Kernel function code:
#include <boost/compute/utility/source.hpp>
const char source[] = BOOST_COMPUTE_STRINGIZE_SOURCE (
__kernel void
vaddc64(__global ulong * const a, const __global ulong *b, const uint size, __global ulong * const error)
{
__private size_t gid =get_global_id(0);
__private bool prev_overflow;
a[gid] +=b[gid];
barrier(CLK_GLOBAL_MEM_FENCE);
prev_overflow = gid ? (a[gid - 1] < b[gid - 1]) : false;
barrier(CLK_GLOBAL_MEM_FENCE);
if(prev_overflow)
++a[gid];
//barrier(CLK_GLOBAL_MEM_FENCE);
}
);
Host program code:
#define BOOST_COMPUTE_DEBUG_KERNEL_COMPILATION
#include <boost/compute.hpp>
#include <boost/preprocessor.hpp>
#include "kernel.cl"
namespace bc = boost::compute;
bc::device *gpu;
bc::context *ctx;
bc::command_queue *queue;
bc::program *program;
bc::kernel *vaddc64;
typedef uint64_t LIMB_TYPE;
//----------------------------------------------------------------------
int
main(int argc, char *argv[])
{
ulong BITS_LENGTH =40960;
size_t LIMBS_SIZE =(BITS_LENGTH / (sizeof(LIMB_TYPE) * 8)) + 1;
ulong error_code;
std::printf("Bits length: %lu\n", BITS_LENGTH);
std::printf("Limbs size: %lu\n", LIMBS_SIZE);
//......................................... Host init
LIMB_TYPE a[LIMBS_SIZE], b[LIMBS_SIZE], r[LIMBS_SIZE];
/*** init a[] ***/
for(auto c =0; c < (LIMBS_SIZE - 1); ++c)
a[c] =(LIMB_TYPE)-1; // a[] =0xffff...
a[LIMBS_SIZE - 1] =1; // last (most significant) limb =1
std::copy_n(a, LIMBS_SIZE, b); // b[] =a[]

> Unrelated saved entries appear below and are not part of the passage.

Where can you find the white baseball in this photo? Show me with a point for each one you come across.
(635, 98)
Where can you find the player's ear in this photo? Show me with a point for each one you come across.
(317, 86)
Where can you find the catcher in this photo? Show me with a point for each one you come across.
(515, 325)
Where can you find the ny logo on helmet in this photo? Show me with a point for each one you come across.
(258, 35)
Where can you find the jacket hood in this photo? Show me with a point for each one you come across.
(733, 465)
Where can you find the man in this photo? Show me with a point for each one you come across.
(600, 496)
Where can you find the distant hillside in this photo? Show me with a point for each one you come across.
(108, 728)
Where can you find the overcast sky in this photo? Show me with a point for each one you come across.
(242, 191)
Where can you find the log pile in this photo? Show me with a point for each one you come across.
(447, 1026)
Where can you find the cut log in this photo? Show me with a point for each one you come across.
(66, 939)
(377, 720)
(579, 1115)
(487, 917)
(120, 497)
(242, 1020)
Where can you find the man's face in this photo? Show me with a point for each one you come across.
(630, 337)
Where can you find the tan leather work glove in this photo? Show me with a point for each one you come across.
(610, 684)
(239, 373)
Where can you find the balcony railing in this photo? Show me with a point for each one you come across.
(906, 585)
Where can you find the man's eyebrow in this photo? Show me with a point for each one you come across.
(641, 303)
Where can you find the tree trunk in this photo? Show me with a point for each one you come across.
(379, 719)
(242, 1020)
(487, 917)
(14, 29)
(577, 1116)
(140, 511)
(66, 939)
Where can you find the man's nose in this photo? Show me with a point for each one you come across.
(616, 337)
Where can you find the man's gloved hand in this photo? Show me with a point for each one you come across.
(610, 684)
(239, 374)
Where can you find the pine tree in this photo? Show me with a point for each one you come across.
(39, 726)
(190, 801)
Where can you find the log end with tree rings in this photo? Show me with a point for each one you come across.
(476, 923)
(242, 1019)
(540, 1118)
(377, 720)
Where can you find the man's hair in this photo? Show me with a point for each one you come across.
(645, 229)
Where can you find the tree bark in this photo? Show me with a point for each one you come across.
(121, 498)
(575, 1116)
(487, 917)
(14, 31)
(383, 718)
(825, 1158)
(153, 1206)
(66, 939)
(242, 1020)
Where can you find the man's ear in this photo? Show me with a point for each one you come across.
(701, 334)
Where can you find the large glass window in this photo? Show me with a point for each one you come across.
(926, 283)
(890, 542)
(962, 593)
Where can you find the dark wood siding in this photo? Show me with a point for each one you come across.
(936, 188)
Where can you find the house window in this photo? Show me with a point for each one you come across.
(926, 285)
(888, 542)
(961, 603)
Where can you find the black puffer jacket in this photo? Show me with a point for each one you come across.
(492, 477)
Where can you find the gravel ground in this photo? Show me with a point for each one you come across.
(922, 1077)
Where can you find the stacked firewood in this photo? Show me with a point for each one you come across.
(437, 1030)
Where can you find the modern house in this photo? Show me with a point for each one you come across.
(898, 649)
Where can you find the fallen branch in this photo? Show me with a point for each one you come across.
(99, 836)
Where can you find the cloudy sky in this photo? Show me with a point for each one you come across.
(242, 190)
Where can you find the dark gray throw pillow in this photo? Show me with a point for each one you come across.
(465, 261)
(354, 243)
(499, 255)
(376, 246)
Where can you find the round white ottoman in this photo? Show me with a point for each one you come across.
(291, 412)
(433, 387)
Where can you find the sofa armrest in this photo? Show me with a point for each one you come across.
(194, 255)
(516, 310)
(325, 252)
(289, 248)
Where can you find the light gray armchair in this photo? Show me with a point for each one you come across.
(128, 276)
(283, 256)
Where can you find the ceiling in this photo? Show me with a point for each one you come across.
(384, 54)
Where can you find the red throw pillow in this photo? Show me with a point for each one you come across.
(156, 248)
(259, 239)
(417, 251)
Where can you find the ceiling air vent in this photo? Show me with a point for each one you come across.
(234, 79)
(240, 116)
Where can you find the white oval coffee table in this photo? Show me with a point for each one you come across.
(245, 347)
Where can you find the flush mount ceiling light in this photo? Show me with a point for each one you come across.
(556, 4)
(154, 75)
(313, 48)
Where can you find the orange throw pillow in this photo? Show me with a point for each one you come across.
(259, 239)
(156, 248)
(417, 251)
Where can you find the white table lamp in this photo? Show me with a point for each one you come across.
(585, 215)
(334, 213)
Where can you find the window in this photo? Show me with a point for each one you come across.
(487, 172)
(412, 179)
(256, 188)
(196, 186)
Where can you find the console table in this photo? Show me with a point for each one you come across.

/*** calculation of expected values ***/
for(auto c =0, carry =0; c < LIMBS_SIZE; ++c)
{
r[c] =a[c] + b[c] + carry;
if((r[c] - carry) < b[c] || (carry & !r[c]))
carry =1;
else
carry =0;
}
//......................................... Boost Compute init
gpu = new bc::device(bc::system::default_device());
ctx = new bc::context(*gpu);
queue = new bc::command_queue(*ctx, *gpu);
program = new bc::program(bc::program::create_with_source(source, *ctx));
program->build();
vaddc64 = new bc::kernel(*program, "vaddc64");
//......................................... GPU init
bc::vector<LIMB_TYPE> gpu_a(LIMBS_SIZE, (LIMB_TYPE)0, *queue);
bc::vector<LIMB_TYPE> gpu_b(LIMBS_SIZE, (LIMB_TYPE)0, *queue);
bc::detail::scalar<ulong> gpu_error(*ctx);
bc::copy(a, a + LIMBS_SIZE, gpu_a.begin(), *queue);
bc::copy(b, b + LIMBS_SIZE, gpu_b.begin(), *queue);
/*** GPU kernel call ***/
vaddc64->set_arg(0, gpu_a);
vaddc64->set_arg(1, gpu_b);
vaddc64->set_arg(2, LIMBS_SIZE);
vaddc64->set_arg(3, gpu_error.get_buffer());
queue->enqueue_1d_range_kernel(*vaddc64, 0, LIMBS_SIZE, 0);
//......................................... get GPU results
error_code =gpu_error.read(*queue);
bc::copy(gpu_a.begin(), gpu_a.end(), a, *queue);
//......................................... Check results
auto err_idx =LIMBS_SIZE;
while(--err_idx != (-1UL))
if(a[err_idx] ^ r[err_idx])
break;
if(err_idx == (-1UL))
{
std::printf("Result: [%02lx, %02lx, %02lx, ... , %02lx, %02lx, %02lx]\n", a[LIMBS_SIZE - 1], a[LIMBS_SIZE - 2], a[LIMBS_SIZE - 3], a[2], a[1], a[0]);
std::printf("Expected: [%02lx, %02lx, %02lx, ... , %02lx, %02lx, %02lx]\n", r[LIMBS_SIZE - 1], r[LIMBS_SIZE - 2], r[LIMBS_SIZE - 3], r[2], r[1], r[0]);
}
else
{
std::printf("ERROR limb index: %lu\n", err_idx);
std::printf("ERROR: [... , %02lx, %02lx, %02lx, ...]\n", a[err_idx], a[err_idx - 1], a[err_idx - 2]);
std::printf("EXPECTED: [... , %02lx, %02lx, %02lx, ...]\n", r[err_idx], r[err_idx - 1], r[err_idx - 2]);
}
//......................................... cleanup
delete vaddc64;
delete program;
delete queue;
delete ctx;
delete gpu;
}
I assumed that using the barrier( ... ) function to synchronize threads is enough. Or is the problem in something else?